The common-sense truth is that while leaders talk about “red lines” for public consumption, and navies come dangerously close to trading direct fire, global market integration churns forward, knowing that there are two kinds of mutually assured destruction at play: military and economic. Military maneuvers don’t tell us enough about what drives leverage among great powers nor what they are willing to fight over. The tangled complexities of today’s system force leaders to think beyond borders and make functional calculations about the cost-benefit utility of their strategies—knowing full well that supply-chain warfare involves not just an enemy “over there” but also one’s own deep interests “over there.”
Waiting for World War III thus recalls Samuel Beckett’s Waiting for Godot, in which Vladimir and Estragon resolve to hang themselves if Godot does not arrive—so they simply sit endlessly. Their would-be savior, of course, never comes, but the protagonists never actually commit suicide either.
It is well documented that the number and frequency of interstate wars has fallen to nearly zero. Equally important, but far less discussed, is our ability to ring-fence conflicts, containing them at the local or regional level rather than allowing them to spillover too widely or escalate too sharply. The one genuine international conflict of the past several years, between Russia and Ukraine, is an example of this. Russia has not invaded the Baltics, marched into Poland, shut off gas to Europe in the winter or otherwise cleaved the European Union.
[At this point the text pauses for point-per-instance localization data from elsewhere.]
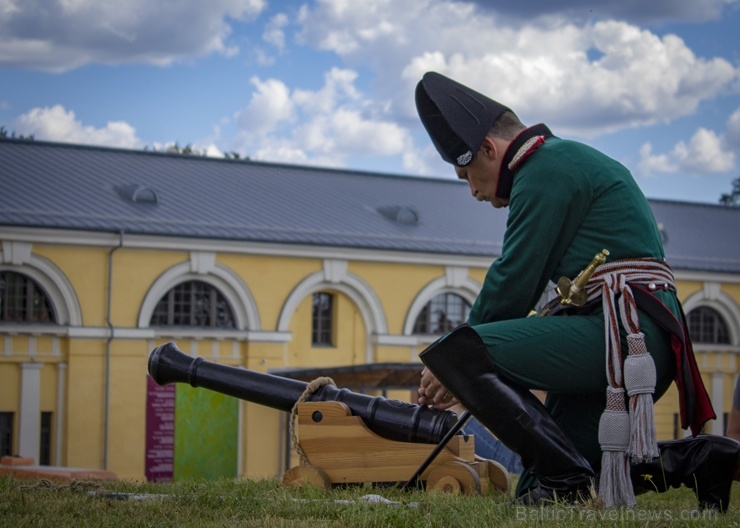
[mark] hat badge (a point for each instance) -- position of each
(464, 159)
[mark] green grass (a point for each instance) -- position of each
(246, 503)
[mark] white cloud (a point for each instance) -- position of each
(323, 126)
(704, 154)
(733, 131)
(58, 124)
(584, 80)
(58, 36)
(270, 106)
(655, 11)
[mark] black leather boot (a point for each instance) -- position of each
(512, 413)
(706, 464)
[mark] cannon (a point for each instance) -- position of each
(346, 437)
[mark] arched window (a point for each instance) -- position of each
(23, 301)
(322, 315)
(707, 326)
(442, 314)
(193, 303)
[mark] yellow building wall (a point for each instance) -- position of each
(270, 281)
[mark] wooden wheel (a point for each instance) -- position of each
(302, 476)
(454, 477)
(497, 475)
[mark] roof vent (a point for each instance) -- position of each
(138, 194)
(402, 214)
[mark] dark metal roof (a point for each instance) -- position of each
(54, 185)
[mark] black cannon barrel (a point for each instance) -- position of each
(391, 419)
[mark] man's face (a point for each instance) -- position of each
(482, 174)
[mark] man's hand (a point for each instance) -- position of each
(432, 392)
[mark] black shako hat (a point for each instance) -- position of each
(455, 117)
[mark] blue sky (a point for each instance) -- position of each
(330, 82)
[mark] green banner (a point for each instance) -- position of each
(206, 434)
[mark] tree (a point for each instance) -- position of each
(4, 135)
(732, 198)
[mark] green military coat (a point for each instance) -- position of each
(568, 202)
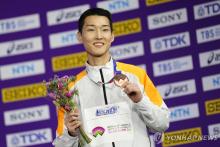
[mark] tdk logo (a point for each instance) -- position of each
(207, 10)
(107, 111)
(170, 42)
(214, 130)
(29, 138)
(209, 58)
(68, 15)
(167, 18)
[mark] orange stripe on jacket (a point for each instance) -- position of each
(149, 87)
(61, 111)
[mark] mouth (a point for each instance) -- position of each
(98, 44)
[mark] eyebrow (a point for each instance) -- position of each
(95, 25)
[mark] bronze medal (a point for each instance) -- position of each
(120, 79)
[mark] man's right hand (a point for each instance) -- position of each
(72, 122)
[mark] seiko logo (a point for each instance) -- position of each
(18, 47)
(207, 10)
(107, 111)
(29, 138)
(167, 18)
(213, 58)
(176, 90)
(68, 15)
Russia lacks the capacity to do so, and knows the repercussions of overreach.
The Arab world also continues to seize daily headlines. Syria is undeniably a regional proxy war, meaning that chaos there will continue. But it is not likely that Sunni powers such as Turkey and Saudi Arabia will directly escalate against Russia and Iran, whose forces are backing Bashar al-Assad’s Alawite regime. Saudi Arabia and Iran are also jockeying in Iraq, marking yet another chapter in Iraq’s destruction that began with the 1980s Iran-Iraq War, the disastrous invasion of Kuwait in 1990, the U.S. invasion in 2003 and brutal insurgency ever since. But Iraq, too, will not become the flash point that triggers war among great powers. While all of these conflicts are tragic, none of them, civil or international, are of world-historical significance.
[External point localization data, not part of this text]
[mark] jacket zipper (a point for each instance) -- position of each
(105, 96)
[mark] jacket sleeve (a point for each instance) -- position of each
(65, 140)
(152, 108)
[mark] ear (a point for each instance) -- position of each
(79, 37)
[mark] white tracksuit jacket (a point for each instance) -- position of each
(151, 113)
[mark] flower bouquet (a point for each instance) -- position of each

A far more important driver of the long-term geopolitical positioning among key powers is not their role in any of these minor wars, but how they play the great supply-chain tug-of-war that is a far more pervasive reality than international warfare. Tug-of-war is an apt metaphor for our times. The world’s oldest team sport, its rituals are recorded in ancient stone etchings from Egypt to Greece to China to Guinea. Often conducted in resplendent royal ceremonies, tug-of-war was used by the soldiers of great armies to build strength in preparation for combat. In the eighth century, the Tang dynasty emperor Xuanzong was known to pit over five hundred warriors on each side of a rope over 150 meters long.